When the Going Gets Tough, the Tough Get a Strongman

By Scott Bessenecker

While I have not read the book Strongmen, I have watched the rise of global leaders who could be described that way. Bombastic, egotistical, self-righteous, excessively confident (and almost always men). They are populist autocrats, and I find their rise to power proportionate to a rise in fear.

This isn’t a new phenomenon, nor is it always relegated to right-wing populism. When people feel threatened by things which seem outside their control, they look for someone unafraid to wield a socio-political baseball bat to set things right. And while this might bring them short-term gains, inevitably the strongman does more harm than good, even to those who supported them.

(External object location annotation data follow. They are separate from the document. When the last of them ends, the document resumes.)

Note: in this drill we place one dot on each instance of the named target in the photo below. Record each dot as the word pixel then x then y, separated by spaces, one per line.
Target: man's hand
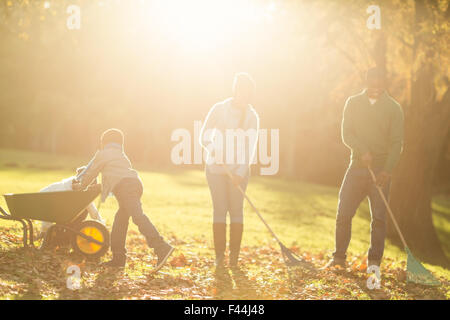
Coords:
pixel 237 180
pixel 76 186
pixel 366 159
pixel 382 178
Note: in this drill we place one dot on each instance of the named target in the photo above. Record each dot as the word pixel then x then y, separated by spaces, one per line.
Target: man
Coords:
pixel 372 127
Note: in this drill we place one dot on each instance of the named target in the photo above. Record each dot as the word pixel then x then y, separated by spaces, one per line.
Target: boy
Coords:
pixel 119 178
pixel 66 185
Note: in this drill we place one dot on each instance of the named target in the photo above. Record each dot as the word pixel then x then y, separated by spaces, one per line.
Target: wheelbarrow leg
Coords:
pixel 31 232
pixel 6 216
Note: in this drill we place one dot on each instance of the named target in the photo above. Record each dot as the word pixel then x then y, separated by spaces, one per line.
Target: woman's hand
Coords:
pixel 76 186
pixel 237 180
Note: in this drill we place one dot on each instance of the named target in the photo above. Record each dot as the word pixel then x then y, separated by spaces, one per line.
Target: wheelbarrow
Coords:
pixel 67 210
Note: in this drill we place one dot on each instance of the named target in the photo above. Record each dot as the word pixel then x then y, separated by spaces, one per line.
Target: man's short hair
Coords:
pixel 112 136
pixel 244 80
pixel 80 170
pixel 376 73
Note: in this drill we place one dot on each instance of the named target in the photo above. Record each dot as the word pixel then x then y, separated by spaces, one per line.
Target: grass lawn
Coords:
pixel 178 203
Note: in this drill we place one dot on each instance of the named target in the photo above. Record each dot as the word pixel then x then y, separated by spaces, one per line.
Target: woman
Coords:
pixel 230 121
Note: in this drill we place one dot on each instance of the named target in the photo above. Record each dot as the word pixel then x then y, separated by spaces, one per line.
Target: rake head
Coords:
pixel 291 259
pixel 416 272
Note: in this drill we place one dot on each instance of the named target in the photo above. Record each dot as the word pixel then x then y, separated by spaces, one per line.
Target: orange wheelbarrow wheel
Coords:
pixel 91 240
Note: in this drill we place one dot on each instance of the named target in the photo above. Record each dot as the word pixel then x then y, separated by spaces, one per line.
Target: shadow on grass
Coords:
pixel 243 287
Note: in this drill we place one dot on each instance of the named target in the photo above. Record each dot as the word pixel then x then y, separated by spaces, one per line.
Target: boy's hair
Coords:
pixel 111 136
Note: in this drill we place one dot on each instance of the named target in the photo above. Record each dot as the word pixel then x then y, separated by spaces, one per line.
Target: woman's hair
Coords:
pixel 243 81
pixel 111 136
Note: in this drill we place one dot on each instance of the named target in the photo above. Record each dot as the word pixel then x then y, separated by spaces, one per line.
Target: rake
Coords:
pixel 289 257
pixel 415 271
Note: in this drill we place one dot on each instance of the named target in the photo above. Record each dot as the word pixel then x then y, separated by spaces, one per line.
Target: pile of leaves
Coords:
pixel 190 274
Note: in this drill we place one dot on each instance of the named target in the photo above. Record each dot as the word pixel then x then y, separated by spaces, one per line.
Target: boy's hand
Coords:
pixel 237 180
pixel 76 186
pixel 366 159
pixel 382 178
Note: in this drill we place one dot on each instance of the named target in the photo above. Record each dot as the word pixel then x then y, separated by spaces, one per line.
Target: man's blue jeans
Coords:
pixel 128 193
pixel 356 186
pixel 226 198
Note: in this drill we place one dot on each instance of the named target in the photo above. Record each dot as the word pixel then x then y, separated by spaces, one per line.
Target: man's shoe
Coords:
pixel 163 254
pixel 373 263
pixel 114 263
pixel 335 263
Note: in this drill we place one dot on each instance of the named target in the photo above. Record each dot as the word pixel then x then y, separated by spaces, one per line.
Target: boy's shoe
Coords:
pixel 163 253
pixel 335 263
pixel 220 262
pixel 114 263
pixel 373 263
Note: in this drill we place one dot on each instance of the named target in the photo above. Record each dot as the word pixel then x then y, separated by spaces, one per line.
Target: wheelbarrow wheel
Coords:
pixel 88 248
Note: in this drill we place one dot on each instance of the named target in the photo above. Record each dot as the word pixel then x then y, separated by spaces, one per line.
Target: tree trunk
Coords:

What troubles me is that we so quickly choose a strongman over dialogue, relationship and trust. When a fear is voiced – Black lives are being destroyed, working class whites are not being heard, immigrants are entering unchecked, Immigrants are suffering injustice at our borders, guns are killing our children, guns are protecting our children – there is always a reason behind that fear which needs to be considered. I have watched, and even participated in, dismissing fears rather than exploring them. Instead we look for the person with the biggest baseball bat to address our fear.

Most fears have some basis in reality, and when those concerns are dismissed, it only serves to exacerbate that fear. Where are the men and women willing to consider the fears of others and grow some empathy? How are we willing to expose our own fears to the light and allow God to put them in proportion to reality? We need to stop looking to strongmen for the answer and begin listening to each other and giving a modicum dignity to the people with whom we disagree.

Let’s quit seeking strongmen and start seeking strong dialogue, strong relationship, and strong trust.